Twitter is still good for breaking news. In a crisis, the platform does itsd best in the first five minutes and its worst five minutes later. Having a presence to correct misinformation in a crisis remains important.
Twitter still has some professional networks. There are corners of good practice still.
The argument against
Twitter at its worst is rancid. It damages the people you employ to monitor it.
Twitter’s best days of being a professional network are behind it. LinkedIn and Facebook groups fulfil the role 140 characters used to. We’ve swapped serendipity for security. This only follows a trend of fractured platforms and smaller spaces often semi-private like WhatsApp groups
Twitter’s charging for blue ticks at a stroke undermines the trust in established voices.
Twitter feels like its a plaything for a spoilt billionaire. Every platform has a cut off point for free speech.
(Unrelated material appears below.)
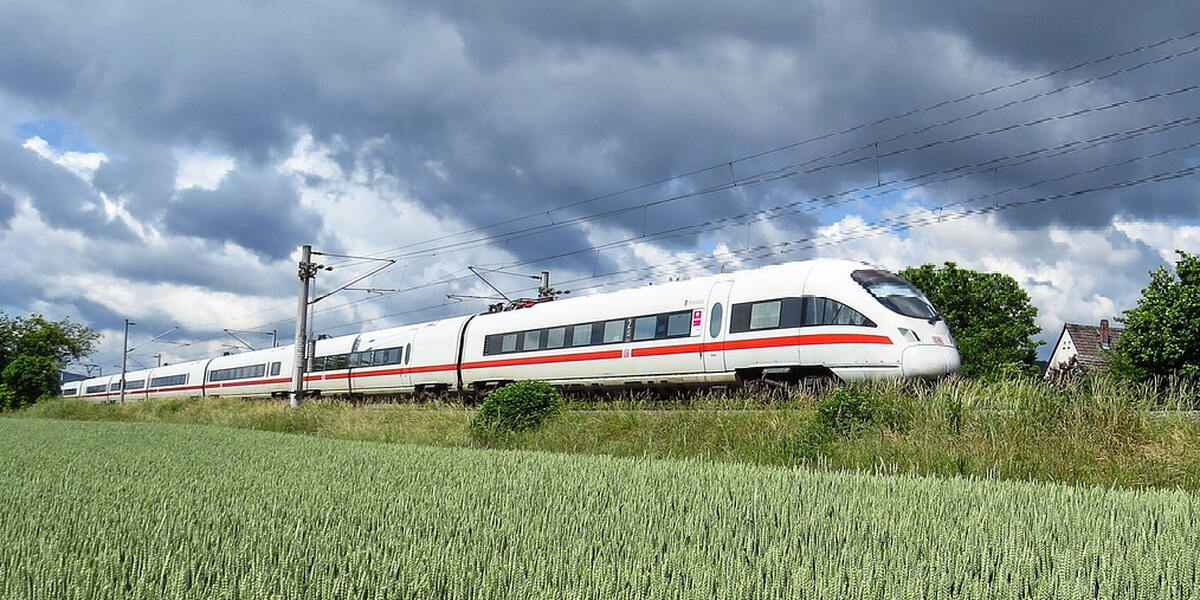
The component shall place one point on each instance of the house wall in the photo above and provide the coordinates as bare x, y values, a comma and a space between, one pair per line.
1063, 352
With 4Chan it was anime child porn, with Facebook it was militant Islamic snuff videos with Twitter under new ownership its people who laugh at Elon Musk.
The bottom line
While the arguments for and against are perfectly valid the acid test comes down to your audience.
Are they still using it?
In the UK, Twitter is the 6th largest platform whose future is magnified by an unhealthy fascinating shown by journalists.
You are already unlikely to be reaching your audience directly through Twitter.
Is this something to worry about? For me, not really. The time to worry if you don’t check what you’re doing like a good navigator.
Once, Friends Reunited and MySpace felt like the future. Now they are nowhere. This week, Sam Bankman-Friend’s $15.6 billion crypto fortune was wiped out in 24-hours.
The pace of change then is unforgiving and constant.